Select Create a new role, which opens the following screen:
The only decision we have to make here is whether we want to allow our notebook instance to access specific Amazon S3 buckets. Let's select Any S3 bucket and click on Create role. This is the most flexible setting for development and testing, but we'd want to apply much stricter settings for production. Of course, we can edit this role later on in the IAM console, or create a new one.
Optionally, we can disable root access to the notebook instance, which helps lock down its configuration. We can also enable storage encryption using Amazon Key Management Service (https://aws.amazon.com/kms). Both features are extremely important in high-security environments, but we won't enable them here.

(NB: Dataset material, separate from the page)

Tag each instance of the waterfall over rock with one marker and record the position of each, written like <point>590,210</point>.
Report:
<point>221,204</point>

Once you've completed this step, your screen should look like this, although the name of the role will be different:
- As shown in the following screenshot, the optional Network section lets you pick the Amazon Virtual Private Cloud (VPC) where the instance will be launched. This is useful when you need tight control over network flows from and to the instance, for example, to deny it access to the internet. Let's not use this feature here:
- The optional Git repositories section lets you add one or more Git repositories that will be automatically cloned on the notebook instance when it's first created. You can select any public Git repository, or select one from a list of repositories that you previously defined in Amazon SageMaker: the latter can be done under Git repositories in the Notebook section of the left-hand vertical menu.
Let's clone one of my repositories to illustrate, and enter its name as seen in the following screenshot. Feel free to use your own!
- Last but not least, the optional Tags section lets us tag notebook instances. It's always good practice to tag AWS resources, as this makes it much easier to manage them later on. Let's add a couple of tags.
- As shown in the following screenshot, let's click on Create notebook instance:
Under the hood, SageMaker fires up a fully managed Amazon EC2 instance, using an Amazon Machine Image (AMI) preinstalled with Jupyter, Anaconda, deep learning libraries, and so on. Don't look for it in the EC2 console, you won't see it.
- Five to ten minutes later, the instance is in service, as shown in the following screenshot. Let's click on Open JupyterLab:
We'll jump straight into Jupyter Lab. As shown in the following screenshot, we see in the left-hand panel that the repository has been cloned. In the Launcher panel, we see the many conda environments that are readily available for TensorFlow, PyTorch, Apache MXNet, and more:
The rest is vanilla Jupyter, and you can get to work right away!
Coming back to the AWS console, we see that we can stop, start, and delete a notebook instance, as shown in the next screenshot:
Stopping a notebook instance is identical to stopping an Amazon EC2 instance: storage is persisted until the instance is started again.
When a notebook instance is stopped, you can then delete it: the storage will be destroyed, and you won't be charged for anything any longer.
If you're going to use this instance to run the examples in this book, I'd recommend stopping it and restarting it. This will save you the trouble of recreating it again and again, your work will be preserved, and the costs will really be minimal.